The time couldn’t be better for Magic to work a little magic with the Los Angeles Dodgers.
At least that is the plan now that Los Angeles Lakers’ legend Magic Johnson’s ownership group has entered into a big league business decision.
On Tuesday night, it was announced that a group that includes Johnson and veteran baseball executive Stan Kasten -- the former president of the Atlanta Braves and Washington Nationals -- agreed to buy the Los Angeles Dodgers from Frank McCourt for $2 billion.
That’s right, $2 billion.
"I am thrilled to be part of the historic Dodger franchise and intend to build on the fantastic foundation laid by Frank McCourt as we drive the Dodgers back to the front page of the sports section in our wonderful community of Los Angeles," Johnson said in a statement.
The sale of the Dodgers has been on the horizon since last June when the organization filed for bankruptcy as McCourt’s messy divorce played out in the press. To make matters worse, Los Angeles only had three sellouts last season, finished third in the National League West at 82-79, had overall home attendance was the lowest since the 1992 season. According to the Los Angeles Times, the sale must be confirmed by the court in a hearing on April 13. The transaction is set to close by April 30. That's the same day McCourt must pay his ex-wife $131 million in a divorce settlement.
Johnson, on the other hand, has been positioning himself to make a major sports business move for the last two years. In October, 2010, Magic sold his 4.5% interest in the Lakers (and 105 Starbucks), believed to be at an estimated value of $27 million.

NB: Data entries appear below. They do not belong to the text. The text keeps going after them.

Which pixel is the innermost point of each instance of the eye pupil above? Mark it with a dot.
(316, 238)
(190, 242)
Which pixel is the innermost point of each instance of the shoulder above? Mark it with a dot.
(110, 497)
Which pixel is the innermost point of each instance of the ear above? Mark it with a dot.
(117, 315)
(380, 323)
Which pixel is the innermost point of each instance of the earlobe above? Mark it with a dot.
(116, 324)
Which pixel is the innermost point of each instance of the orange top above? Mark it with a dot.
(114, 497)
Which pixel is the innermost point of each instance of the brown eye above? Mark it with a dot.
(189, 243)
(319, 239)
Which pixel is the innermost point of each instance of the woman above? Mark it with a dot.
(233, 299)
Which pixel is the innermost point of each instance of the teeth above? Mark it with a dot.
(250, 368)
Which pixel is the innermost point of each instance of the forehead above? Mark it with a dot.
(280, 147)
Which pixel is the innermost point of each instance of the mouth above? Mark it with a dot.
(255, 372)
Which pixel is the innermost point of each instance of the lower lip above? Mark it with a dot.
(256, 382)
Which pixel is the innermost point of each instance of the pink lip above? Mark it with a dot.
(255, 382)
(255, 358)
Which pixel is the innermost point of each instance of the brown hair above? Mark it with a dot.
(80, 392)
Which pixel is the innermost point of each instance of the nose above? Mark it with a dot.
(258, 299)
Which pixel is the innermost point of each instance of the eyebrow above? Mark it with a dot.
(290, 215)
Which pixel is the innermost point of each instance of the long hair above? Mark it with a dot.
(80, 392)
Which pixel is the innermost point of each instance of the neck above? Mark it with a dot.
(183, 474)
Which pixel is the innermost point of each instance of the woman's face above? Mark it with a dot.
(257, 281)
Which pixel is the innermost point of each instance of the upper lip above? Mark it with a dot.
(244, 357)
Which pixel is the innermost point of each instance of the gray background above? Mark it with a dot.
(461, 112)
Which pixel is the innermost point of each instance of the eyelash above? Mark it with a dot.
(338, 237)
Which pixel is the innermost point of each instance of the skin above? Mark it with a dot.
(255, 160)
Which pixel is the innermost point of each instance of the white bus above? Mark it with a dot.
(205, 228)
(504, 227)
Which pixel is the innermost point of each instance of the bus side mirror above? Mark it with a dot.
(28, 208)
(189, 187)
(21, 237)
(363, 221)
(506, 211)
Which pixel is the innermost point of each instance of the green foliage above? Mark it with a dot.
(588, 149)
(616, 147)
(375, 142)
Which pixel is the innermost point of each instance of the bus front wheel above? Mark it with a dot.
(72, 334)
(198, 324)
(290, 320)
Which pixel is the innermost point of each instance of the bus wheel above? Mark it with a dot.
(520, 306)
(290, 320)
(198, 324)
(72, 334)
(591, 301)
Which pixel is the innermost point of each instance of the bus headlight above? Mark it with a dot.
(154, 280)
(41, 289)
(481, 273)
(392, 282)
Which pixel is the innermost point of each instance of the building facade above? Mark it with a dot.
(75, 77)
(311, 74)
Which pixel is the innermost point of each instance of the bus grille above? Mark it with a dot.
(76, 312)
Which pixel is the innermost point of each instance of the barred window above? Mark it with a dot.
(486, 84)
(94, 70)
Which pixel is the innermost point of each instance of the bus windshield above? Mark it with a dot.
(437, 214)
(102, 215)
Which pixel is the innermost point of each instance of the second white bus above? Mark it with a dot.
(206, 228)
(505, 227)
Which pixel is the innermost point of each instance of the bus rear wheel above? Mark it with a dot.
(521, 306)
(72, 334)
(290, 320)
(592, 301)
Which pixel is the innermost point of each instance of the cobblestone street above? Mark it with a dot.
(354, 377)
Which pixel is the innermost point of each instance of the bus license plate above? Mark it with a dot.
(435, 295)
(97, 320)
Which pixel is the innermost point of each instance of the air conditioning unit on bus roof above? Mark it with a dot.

Not only do the Dodgers keep an LA-centric ownership presence with Johnson’s group (Guggenheim Baseball Management) at the helm, but he also knows all about helping build a legacy. That was true throughout his 13 seasons with the Lakers and bringing five NBA championships to Los Angeles. Will such success carry over to the diamond with the Dodgers?
Magic has the right baseball people around him, that’s for sure.
Stan Kasten -- who became the youngest GM in the NBA with the Atlanta Hawks in 1976 -- was hired as legal counsel of the Hawks and Atlanta Braves and was promoted to president of the two franchises in 1986. In 1999, Kastan added the title of president of the NHL's Atlanta Thrashers to his resume, before moving on to serve as president of the Washington Nationals from 2006-10.
But while Kasten has the credentials on the baseball side of the business, at the end of the day Magic Johnson’s name still headlines the purchase of the Dodgers.
Hopefully Magic can hit a home run with the new business venture.